The other way is to gaslight people into doing it- Rule Zero. This is what the Boomers--including Gary, by Rob's own confessions--did to SO MANY PEOPLE.
If they had bothered to learn and master the game they played, they would see that there was no need to Buy The Widgets.
Now this is Accepted Wisdom, passed down without a doubt as to its veracity until the Bros came along, hence why this is The Cargo Cult of Conventional Play (and it does not work, so they Buy More Widgets, which do not work, etc.). Pure Mammon Mob exploitation.
This is BEFORE the dangerhairs, the folks suffering from hosts of demons in their body, the HR Ladies, and all the other components of the Longhouse moved in because the Mobsters' actions opened the gates to them.
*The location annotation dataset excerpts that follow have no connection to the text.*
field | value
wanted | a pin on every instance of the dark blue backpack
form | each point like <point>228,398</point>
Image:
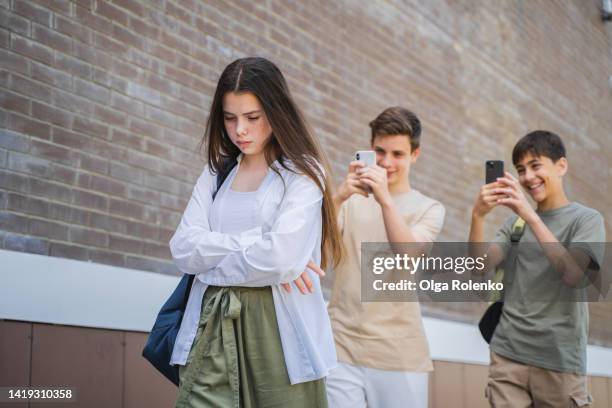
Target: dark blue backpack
<point>160,343</point>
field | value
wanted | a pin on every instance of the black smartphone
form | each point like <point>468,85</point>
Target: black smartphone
<point>494,169</point>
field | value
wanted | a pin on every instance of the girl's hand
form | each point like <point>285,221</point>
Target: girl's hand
<point>303,282</point>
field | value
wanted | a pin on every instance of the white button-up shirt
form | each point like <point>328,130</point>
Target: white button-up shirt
<point>288,236</point>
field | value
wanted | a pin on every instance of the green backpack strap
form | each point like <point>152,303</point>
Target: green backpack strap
<point>518,228</point>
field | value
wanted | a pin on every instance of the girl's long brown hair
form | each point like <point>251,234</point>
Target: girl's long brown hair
<point>291,137</point>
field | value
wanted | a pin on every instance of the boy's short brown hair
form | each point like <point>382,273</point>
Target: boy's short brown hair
<point>397,121</point>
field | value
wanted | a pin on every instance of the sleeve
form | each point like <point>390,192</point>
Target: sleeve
<point>430,224</point>
<point>590,236</point>
<point>194,247</point>
<point>342,216</point>
<point>282,253</point>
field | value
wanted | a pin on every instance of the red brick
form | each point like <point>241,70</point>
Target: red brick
<point>4,38</point>
<point>62,250</point>
<point>14,22</point>
<point>47,229</point>
<point>91,91</point>
<point>25,163</point>
<point>143,195</point>
<point>90,200</point>
<point>14,102</point>
<point>150,32</point>
<point>124,244</point>
<point>127,173</point>
<point>156,250</point>
<point>180,139</point>
<point>142,160</point>
<point>51,38</point>
<point>73,66</point>
<point>63,174</point>
<point>27,205</point>
<point>61,6</point>
<point>31,127</point>
<point>86,18</point>
<point>108,186</point>
<point>93,164</point>
<point>88,237</point>
<point>32,49</point>
<point>14,62</point>
<point>51,76</point>
<point>127,104</point>
<point>132,6</point>
<point>72,103</point>
<point>172,202</point>
<point>111,12</point>
<point>22,243</point>
<point>14,182</point>
<point>106,257</point>
<point>77,31</point>
<point>126,209</point>
<point>138,229</point>
<point>125,36</point>
<point>158,149</point>
<point>32,12</point>
<point>110,117</point>
<point>52,152</point>
<point>31,88</point>
<point>52,115</point>
<point>144,128</point>
<point>90,127</point>
<point>109,44</point>
<point>150,264</point>
<point>127,70</point>
<point>93,56</point>
<point>53,191</point>
<point>127,139</point>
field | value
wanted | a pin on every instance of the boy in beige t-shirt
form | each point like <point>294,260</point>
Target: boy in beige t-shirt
<point>382,350</point>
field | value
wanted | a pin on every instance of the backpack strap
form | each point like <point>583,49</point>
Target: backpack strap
<point>517,230</point>
<point>223,172</point>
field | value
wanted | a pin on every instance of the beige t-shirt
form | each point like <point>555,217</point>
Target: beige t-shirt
<point>382,335</point>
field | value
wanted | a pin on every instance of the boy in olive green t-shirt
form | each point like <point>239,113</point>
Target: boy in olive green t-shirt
<point>538,350</point>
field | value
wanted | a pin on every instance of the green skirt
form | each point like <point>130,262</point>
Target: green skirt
<point>237,359</point>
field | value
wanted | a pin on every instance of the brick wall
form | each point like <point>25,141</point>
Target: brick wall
<point>103,104</point>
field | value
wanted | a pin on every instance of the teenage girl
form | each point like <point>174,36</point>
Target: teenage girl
<point>244,340</point>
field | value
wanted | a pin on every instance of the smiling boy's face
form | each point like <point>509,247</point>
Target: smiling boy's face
<point>541,177</point>
<point>393,153</point>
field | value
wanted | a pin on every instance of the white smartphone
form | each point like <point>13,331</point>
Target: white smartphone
<point>367,157</point>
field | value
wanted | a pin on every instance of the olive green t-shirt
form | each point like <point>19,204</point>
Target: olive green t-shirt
<point>539,326</point>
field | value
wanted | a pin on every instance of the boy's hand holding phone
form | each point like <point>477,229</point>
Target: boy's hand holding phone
<point>351,184</point>
<point>513,197</point>
<point>375,178</point>
<point>488,196</point>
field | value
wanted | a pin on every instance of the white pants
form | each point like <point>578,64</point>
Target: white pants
<point>350,386</point>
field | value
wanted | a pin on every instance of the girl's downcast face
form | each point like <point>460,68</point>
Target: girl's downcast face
<point>246,122</point>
Now, at this moment, we see that the very people we're told to venerate have revealed that they are the huckster pretending to be the Great and Terrible Wizard of Oz.
What have these people to teach when they have never learned anything themselves? NOTHING! The reality is that the Bros not only recovered the Real Hobby back from the Memory Hole, they have not only caught up to the OGs- they have surpassed them in all ways. The Bros are the Masters now.
The hobby is not commercially viable. It never was; it never shall be. That doesn't make it worthless; it makes the hobby a hobby, something done for its inherent value as a cultural pursuit and not because it pays bills or makes livings. There will still be games designed and published, but they will be done as hobby pursuits or as adjuncts to a primary business (as Osprey's wargames are), and not as a business unto itself- that path is now closed, and thank God for it because the ruin it brings isn't worth it.
Protect the hobby. Kill the business. Rule Zero is the Patient Zero; Kill Rule Zero.